Besides, it would be ambiguous anyway since it's possible to call static functions on instances:
此外,无论如何它都是模棱两可的,因为可以在实例上调用静态函数:
ISO 14882:2003 C++ Standard 9.4/2 – Static members
A static member
sof classXmay be referred to using the qualified-idexpressionX::s; it is not necessary to use the class member access syntax (5.2.5) to refer to astatic member. Astaticmember may be referred to using the class member access syntax, in which case theobject-expressionis evaluated. [Example:
ISO 14882:2003 C++ 标准 9.4/2 – 静态成员
可以使用qualified-id表达式引用
s类的静态成员;没有必要使用类成员访问语法 (5.2.5) 来引用. 甲 构件可被称为使用类的成员访问语法,在这种情况下被评估。[例子:XX::sstatic memberstaticobject-expression
class process {
public:
static void reschedule();
}
process& g();
void f()
{
process::reschedule(); // OK: no object necessary
g().reschedule(); // g() is called
}
—end example]
...
—结束示例]
...
So there would be ambiguity with what you have:
所以你所拥有的东西会有歧义:
class Foo
{
public:
string bla;
Foo() { bla = "nonstatic"; }
void print() { cout << bla << endl; }
static void print() { cout << "static" << endl; }
};
int main()
{
Foo f;
// Call the static or non-static member function?
// C++ standard 9.4/2 says that static member
// functions are callable via this syntax.

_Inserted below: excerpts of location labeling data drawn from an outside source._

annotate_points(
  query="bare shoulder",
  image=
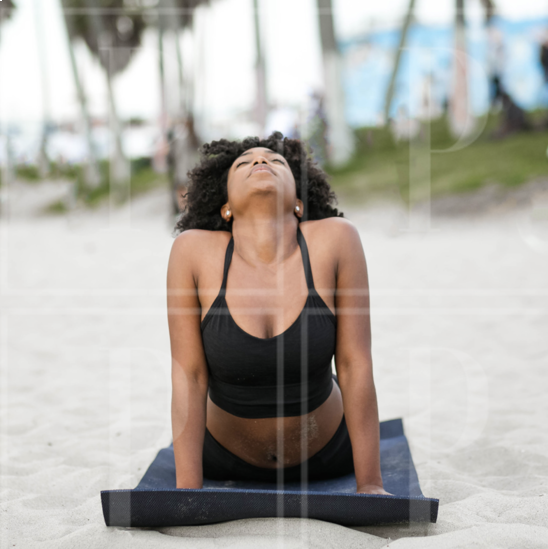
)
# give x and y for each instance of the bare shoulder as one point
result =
(200, 248)
(196, 241)
(331, 232)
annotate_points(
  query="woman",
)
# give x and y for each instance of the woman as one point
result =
(252, 343)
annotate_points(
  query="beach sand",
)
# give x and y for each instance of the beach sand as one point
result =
(459, 308)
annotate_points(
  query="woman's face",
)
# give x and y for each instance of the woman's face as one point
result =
(260, 171)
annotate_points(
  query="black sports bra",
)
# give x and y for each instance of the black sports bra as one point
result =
(281, 376)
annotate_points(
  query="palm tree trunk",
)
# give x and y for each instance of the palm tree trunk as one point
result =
(460, 119)
(341, 140)
(43, 161)
(92, 175)
(161, 153)
(118, 164)
(261, 103)
(397, 60)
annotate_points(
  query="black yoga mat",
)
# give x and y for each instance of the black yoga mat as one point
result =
(156, 502)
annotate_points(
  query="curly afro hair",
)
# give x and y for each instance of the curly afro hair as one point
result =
(207, 190)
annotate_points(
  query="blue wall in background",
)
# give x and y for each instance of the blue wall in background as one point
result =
(368, 62)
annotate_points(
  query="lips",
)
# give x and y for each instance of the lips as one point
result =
(262, 167)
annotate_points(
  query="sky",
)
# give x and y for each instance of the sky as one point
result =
(222, 45)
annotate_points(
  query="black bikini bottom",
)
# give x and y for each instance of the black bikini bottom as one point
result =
(333, 460)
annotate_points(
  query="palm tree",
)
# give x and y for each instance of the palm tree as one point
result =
(181, 135)
(261, 106)
(112, 33)
(341, 138)
(397, 60)
(6, 11)
(92, 176)
(459, 115)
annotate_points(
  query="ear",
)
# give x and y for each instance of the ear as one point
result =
(301, 208)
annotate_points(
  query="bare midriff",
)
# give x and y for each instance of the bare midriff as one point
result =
(276, 442)
(279, 441)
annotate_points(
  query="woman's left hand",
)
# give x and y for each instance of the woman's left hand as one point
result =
(372, 489)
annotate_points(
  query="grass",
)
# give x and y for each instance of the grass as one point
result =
(383, 167)
(142, 179)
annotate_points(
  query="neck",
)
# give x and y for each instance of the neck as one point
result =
(265, 241)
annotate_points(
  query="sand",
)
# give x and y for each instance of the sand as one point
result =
(460, 348)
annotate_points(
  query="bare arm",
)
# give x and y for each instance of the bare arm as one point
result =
(353, 359)
(188, 363)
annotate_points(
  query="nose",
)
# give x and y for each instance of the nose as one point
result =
(260, 160)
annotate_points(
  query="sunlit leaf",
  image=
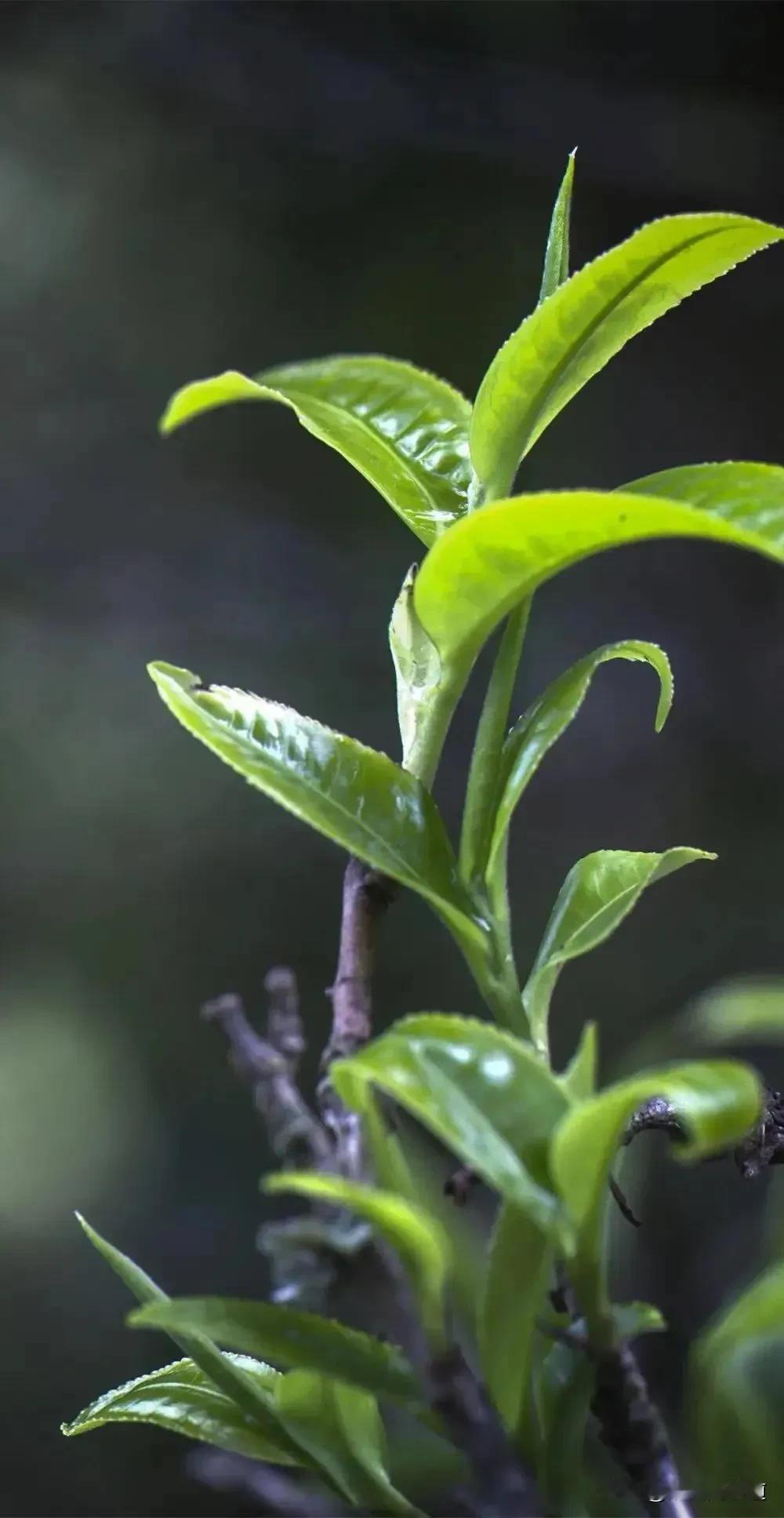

But
// since there's also a non-static function named
// "print()", it is ambiguous.
f.print();
}
To address your question about whether you can check what instance a member function is being called on, there is the thiskeyword. The thiskeyword points to the object for which function was invoked. However, the thiskeyword will always point to an object i.e. it will never be NULL. Therefore it's not possible to check if a function is being called statically or not à la PHP.
为了解决您是否可以检查正在调用成员函数的实例的问题,有this关键字。的this关键字指向的对象为其调用功能。但是,this关键字将始终指向一个对象,即它永远不会是NULL。因此,不可能检查函数是否被静态调用或不是像 PHP 那样被调用。
ISO 14882:2003 C++ Standard 9.3.2/1 – The this pointer
In the body of a nonstatic (9.3) member function, the keyword
thisis a non-lvalue expression whose value is the address of the object for which the function is called.
ISO 14882:2003 C++ 标准 9.3.2/1 – this 指针
在非静态 (9.3) 成员函数的主体中,关键字
this是一个非左值表达式,其值是调用该函数的对象的地址。
回答by Janick Bernet
It is definitely not allowed. I don't see any clean way of achieving this. What is exactly the problem that you want to solve this way?
这是绝对不允许的。我没有看到任何干净的方法来实现这一目标。您想以这种方式解决的问题究竟是什么?
回答by Brian Roach
The answer is no, because you can't overload based on a return type.
答案是否定的,因为您不能基于返回类型进行重载。
You can certainly have static methods in a class, but you can't have:
你当然可以在一个类中有静态方法,但你不能有:
static void foo();
void foo();
Because they have the same method signature.
因为它们具有相同的方法签名。
EDIT:I saw your comment saying why you wanted to do this, and that you wanted to access member variables. You'd need to do this:
编辑:我看到你的评论说你为什么要这样做,以及你想访问成员变量。你需要这样做:
static void print(Foo f);
void print();
....
static void Foo::print(Foo f)
{
int a = f.a;
// do something with a
}
(Or create getters and setters in Foo, etc, but that's the general idea)
(或者在 Foo 等中创建 getter 和 setter,但这是一般的想法)
回答by Ben Voigt
You can't do that exactly, see In silico's answer.
您不能完全做到这一点,请参阅In silico's answer。
But you can make Foo::print()and Foo foo; print(foo);do different things. (Define void print(Foo& foo)in the same namespace as class Foo, it will be found by ADL).
但是你可以制作Foo::print()和Foo foo; print(foo);做不同的事情。(定义void print(Foo& foo)在与 相同的命名空间中class Foo,它将被 ADL 找到)。
In any case, this is not a good idea. You have two functions very similar in name which do completely different things, which violates good design principles.
无论如何,这都不是一个好主意。你有两个名称非常相似的函数,它们做完全不同的事情,这违反了良好的设计原则。